Behavioural biometry is a very broad, but young field. It’s only been in the past five years that we’ve managed to refine the technology so that’s it’s usable. Right now we’re merely talking about how to recognize a user when they go to the bank, but there’s an entire number of potential uses. For example, we’re working on a new use case where we look at how unknown users fill out a loan application or an e-shop registration form, for example, and estimate their intent from their behaviour. And this can be applied throughout the internet – wherever there’s some sort of on-line onboarding. That’s the direction we’re taking now. Covid, which shut people up at home, is a perfect accelerating force for us, because everyone has to register with all systems on-line. This will be a major thing in the future.
That sounds like an opportunity for a start-up to grow quickly…
That’s probably very true. The banking world is very set in its ways and everything takes a terribly long time. And while our banking business is doing extremely well, we nevertheless need to scale up the entire company to be able to work with banks around the world. So we’re looking at possible acceleration in new areas. It won’t happen overnight, but it won’t take years either.
And why did you start with banks?
That’s a good question. (laughter) At the very beginning we thought up a technology for detecting cyber-attacks, which were specific for the banking sector, however. But we soon realized that it’s really a cat and mouse game, where you’re trying to describe some past fraudulent behaviour. During ThreatMark’s first year, we’d already realized that we had to turn the tables, and so we’re trying to describe legitimate user behaviour. This is much more stable going forward and moves us toward something much, much larger.
I’d like to return to the subject of Covid. What occurred over the past year and how did it affect your business?
Covid had both a negative and positive impact on us. Some banks got scared and postponed parts of some projects and cancelled others completely. On the other hand, a number of other customers realized they needed to better protect their users. When you look at how many people moved on-line, including in the area of banking services, how many people started shopping on Košík and ordering on-line… These are major drivers for us, because wherever you go in the on-line world, you need to have your data protected.
Every year, our revenues grow by roughly 70 to 100 percent, and this year won’t by any different.
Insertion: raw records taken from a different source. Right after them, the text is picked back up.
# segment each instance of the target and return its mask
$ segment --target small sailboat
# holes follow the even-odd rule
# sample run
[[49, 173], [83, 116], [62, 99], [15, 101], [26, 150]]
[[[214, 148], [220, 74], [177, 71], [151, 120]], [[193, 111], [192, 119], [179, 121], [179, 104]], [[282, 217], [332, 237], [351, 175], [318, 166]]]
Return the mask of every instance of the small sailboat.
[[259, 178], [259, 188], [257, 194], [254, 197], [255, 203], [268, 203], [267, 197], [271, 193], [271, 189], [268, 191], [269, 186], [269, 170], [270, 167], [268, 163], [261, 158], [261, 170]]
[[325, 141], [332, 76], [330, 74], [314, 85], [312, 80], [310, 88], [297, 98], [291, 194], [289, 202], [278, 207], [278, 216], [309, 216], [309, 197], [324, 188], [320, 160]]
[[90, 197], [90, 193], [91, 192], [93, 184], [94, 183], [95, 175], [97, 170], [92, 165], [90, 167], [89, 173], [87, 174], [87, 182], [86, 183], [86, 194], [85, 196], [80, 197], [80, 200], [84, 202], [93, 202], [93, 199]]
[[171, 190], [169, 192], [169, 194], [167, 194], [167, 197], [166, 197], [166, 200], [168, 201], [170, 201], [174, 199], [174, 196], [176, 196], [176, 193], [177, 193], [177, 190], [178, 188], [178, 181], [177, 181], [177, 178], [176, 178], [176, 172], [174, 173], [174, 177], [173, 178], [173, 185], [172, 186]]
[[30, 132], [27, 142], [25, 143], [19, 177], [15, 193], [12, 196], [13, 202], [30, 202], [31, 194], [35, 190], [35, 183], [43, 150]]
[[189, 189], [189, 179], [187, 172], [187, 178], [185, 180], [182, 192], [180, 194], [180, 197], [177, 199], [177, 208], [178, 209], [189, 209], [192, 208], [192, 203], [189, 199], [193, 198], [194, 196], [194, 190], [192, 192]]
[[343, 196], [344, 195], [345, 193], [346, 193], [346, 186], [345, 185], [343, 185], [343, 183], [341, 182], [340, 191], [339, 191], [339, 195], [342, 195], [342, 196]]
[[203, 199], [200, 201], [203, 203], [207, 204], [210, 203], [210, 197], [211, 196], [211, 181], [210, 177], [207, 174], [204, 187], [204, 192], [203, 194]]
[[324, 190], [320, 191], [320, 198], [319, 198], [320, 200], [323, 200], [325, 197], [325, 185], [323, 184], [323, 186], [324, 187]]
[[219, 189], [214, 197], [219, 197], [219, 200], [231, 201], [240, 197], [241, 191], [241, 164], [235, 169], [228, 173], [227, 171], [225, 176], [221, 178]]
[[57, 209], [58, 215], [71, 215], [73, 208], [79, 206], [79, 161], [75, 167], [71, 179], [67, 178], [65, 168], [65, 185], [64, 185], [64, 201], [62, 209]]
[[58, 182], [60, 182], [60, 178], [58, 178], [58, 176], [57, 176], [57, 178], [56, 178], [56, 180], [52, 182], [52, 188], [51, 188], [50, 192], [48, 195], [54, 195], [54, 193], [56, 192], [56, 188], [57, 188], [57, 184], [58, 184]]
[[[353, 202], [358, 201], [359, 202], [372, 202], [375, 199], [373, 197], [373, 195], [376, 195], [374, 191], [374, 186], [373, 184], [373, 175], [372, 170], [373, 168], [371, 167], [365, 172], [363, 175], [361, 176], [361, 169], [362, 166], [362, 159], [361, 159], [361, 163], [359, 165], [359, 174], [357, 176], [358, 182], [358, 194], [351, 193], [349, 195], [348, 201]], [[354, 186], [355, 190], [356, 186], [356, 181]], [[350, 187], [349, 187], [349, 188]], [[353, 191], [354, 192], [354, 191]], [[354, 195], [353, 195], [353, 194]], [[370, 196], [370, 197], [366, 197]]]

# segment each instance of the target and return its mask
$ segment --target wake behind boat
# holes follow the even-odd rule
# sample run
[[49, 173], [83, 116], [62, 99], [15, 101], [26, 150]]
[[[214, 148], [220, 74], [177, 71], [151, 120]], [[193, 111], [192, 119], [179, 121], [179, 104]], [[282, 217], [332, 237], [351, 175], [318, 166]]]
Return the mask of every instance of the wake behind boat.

Covid didn’t have a direct impact on banks because banking is a horribly slow machine. But it is true that as far as cyber-attack detection goes, in 2020 we recorded a 400-percent increase in phishing attacks. Attackers tried to take advantage of people’s fears and under the guise of obtaining some additional information to do with Covid, vaccination, and similar topics, did more damage than anyone expected. But for us it’s an opportunity, as it highlights the importance of good security.
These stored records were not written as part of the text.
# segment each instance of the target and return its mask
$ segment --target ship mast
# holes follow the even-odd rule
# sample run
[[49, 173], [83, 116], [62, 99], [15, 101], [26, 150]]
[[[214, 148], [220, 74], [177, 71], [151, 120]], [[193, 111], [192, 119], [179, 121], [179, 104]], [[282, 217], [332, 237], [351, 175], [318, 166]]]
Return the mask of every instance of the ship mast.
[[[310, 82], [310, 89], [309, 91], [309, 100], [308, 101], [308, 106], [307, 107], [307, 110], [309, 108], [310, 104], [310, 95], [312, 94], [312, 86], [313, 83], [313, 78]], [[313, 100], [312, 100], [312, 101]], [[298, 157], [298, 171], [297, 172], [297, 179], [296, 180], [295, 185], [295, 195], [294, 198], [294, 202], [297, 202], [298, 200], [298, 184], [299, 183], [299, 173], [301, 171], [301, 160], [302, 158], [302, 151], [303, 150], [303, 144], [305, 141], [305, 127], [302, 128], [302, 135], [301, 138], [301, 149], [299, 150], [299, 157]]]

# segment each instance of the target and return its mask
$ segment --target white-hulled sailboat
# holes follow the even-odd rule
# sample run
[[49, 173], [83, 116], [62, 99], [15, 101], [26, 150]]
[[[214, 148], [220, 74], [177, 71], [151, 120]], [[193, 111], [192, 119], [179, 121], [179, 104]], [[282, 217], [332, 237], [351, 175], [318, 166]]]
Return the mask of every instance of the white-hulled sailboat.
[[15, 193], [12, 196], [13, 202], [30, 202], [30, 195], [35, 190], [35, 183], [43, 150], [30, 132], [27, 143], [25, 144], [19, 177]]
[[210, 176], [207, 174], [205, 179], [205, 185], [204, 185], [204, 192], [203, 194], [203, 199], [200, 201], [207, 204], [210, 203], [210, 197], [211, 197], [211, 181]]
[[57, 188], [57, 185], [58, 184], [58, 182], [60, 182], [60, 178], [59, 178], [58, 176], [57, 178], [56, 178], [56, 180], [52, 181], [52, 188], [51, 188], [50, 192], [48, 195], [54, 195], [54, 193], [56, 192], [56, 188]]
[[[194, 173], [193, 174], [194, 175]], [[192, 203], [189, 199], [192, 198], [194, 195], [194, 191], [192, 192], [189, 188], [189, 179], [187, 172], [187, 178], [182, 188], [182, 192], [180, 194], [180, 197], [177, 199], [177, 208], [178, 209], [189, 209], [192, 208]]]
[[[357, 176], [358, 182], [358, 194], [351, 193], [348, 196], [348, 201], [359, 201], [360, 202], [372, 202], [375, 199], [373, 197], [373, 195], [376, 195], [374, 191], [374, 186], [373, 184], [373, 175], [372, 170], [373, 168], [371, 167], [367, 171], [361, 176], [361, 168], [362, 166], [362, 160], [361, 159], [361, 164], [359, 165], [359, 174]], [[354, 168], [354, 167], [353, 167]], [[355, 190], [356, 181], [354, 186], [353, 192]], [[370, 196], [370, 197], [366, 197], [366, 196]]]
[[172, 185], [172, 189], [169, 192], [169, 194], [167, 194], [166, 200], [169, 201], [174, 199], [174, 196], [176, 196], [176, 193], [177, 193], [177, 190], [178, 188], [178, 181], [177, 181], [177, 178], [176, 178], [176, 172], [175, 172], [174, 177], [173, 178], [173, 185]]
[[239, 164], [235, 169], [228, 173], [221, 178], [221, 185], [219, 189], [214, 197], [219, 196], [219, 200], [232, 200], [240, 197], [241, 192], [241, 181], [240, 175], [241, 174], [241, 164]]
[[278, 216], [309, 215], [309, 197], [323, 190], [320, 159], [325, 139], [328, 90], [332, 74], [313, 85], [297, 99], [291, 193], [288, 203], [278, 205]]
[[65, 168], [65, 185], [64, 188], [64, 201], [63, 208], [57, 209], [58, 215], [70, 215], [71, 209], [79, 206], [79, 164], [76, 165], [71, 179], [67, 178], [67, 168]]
You say you want to be number one in threat detection. How far are you from that goal?
In the Czech Republic, we’re definitely the most frequently-used solution for banks. Nevertheless, globally this area is so large and so much money is involved that we’re of course definitely not the only ones. There’s a lot of competition and it’s growing ever day. But I think that an important benchmark for us was when we were included in the reports of large analysis organizations like Gartner, Forrester, Aite, KuppingerCole and so on.
What’s in store for you in the near future?
The plan is to grow as quickly as possible. We have a big step ahead of us: we want to go to the USA and open a truly functional branch there. At the moment we’re discussing how best to do it so that it’s not a naive plan. And perhaps one day we’ll move our headquarters there.
How important is Rockaway for you as a partner?
Right from the start I’ve seen Rockaway as a bearer of knowledge. If I couldn’t talk about the benefit that’s most evident – investments at the beginning and throughout our relationship – then the main thing is advice on how to do business. And that’s something that’s always useful.